The Old Coot toes the line.
By Merlin Lessler
School is back in session – kids are wearing masks. I tried
that in 2nd grade. I had on my cowboy shirt and hat and wore a
kerchief across my face like cowboys did when driving the herd. The teacher
wasn’t happy with some wise crack kid walking into her class like a bank robber
in an old western movie.
“Take off that mask and go to the back of the room and stand
in the corner!” I heard that a lot when I was in elementary school. I got to
spend time in all the penalty zones: the corner, the cloakroom, the hall and at
the blackboard with my nose touching the slate. I wasn’t a special case. All
the boys got the same shrift. We were itchy in school. Itchy to get
outside and play. It was reflected in our behavior. We daydreamed when we
should have been learning the difference between it’s and its. We shot wads of
paper at the back of kids’ heads instead of making an endless series of loops,
an exercise designed to improve our writing skills. We slipped a frog out of
our pocket to see how he was doing when we should have learned to spell city, CITY,
instead of CITEee. Girls too, got punished, but not for disrupting class or
acting like a jerk. They got in trouble for whispering, passing notes and
chewing gum. A sharp word from the teacher was all it usually took for the
girls to shape up. Boys needed more; I don’t know why; that’s just the way it
was.
Discipline was progressive. “Give me the squirt gun,” the
teacher might say, to start a scenario, followed by a series of more onerous
punishments. “Go stand in the cloak room,” was a common 2nd step. It
wasn’t so bad in spring and fall. It was just boring, hanging out in a narrow
room with 25 coats, boys on the left, girls on the right. It was worse in
winter; you were in exile with 25 sodden, wool coats. The smell of wet wool
drying in a confined space is a punishment that exceeds the crime. I know it
well, having served many sentences in “the hole.”

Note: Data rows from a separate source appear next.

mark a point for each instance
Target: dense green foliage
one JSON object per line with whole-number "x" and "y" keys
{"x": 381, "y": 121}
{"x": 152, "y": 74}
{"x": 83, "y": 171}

I don’t envy teachers today. They have to get the three R’s
across without the behavior adjustment tools that teachers used when I was in
elementary school. Although teachers were authorized to spank kids back then,
they rarely did. Just knowing they could, was enough to keep us in line, most
of the time. Any adult was apt to give you a whack if you misbehaved or got
sassy. The whole village really did raise children back then. If your parents
found out that a teacher or a neighbor had given you a swat on the behind for
acting up, you got a double dose from them. Consequences were perfectly matched
to the crime. Bring a peashooter to class – lose it! Talk out of turn – get
scolded! Do it again – stand in the corner. One more time – a trip to the
principal’s office. Next, came the most dreaded punishment of all, “Stay after
school.” You sat at your desk while your classmates ran outside to play. Often,
writing 100 times on ruled paper, “I will not disrupt class, ever again,” or
some such thing.
The meekest, frailest teacher in the school had total
control of her room. She had an arsenal of weapons at her disposal. The all-female staff at my school had a secret
weapon too, a highly developed vise-like grip between their thumbs and index
fingers. When it was applied to a cheek, an ear lobe or the tender flab of skin
on the back of your upper arm, it would bring tears to the eyes of even the
toughest kids. We messed up, but always with consequences.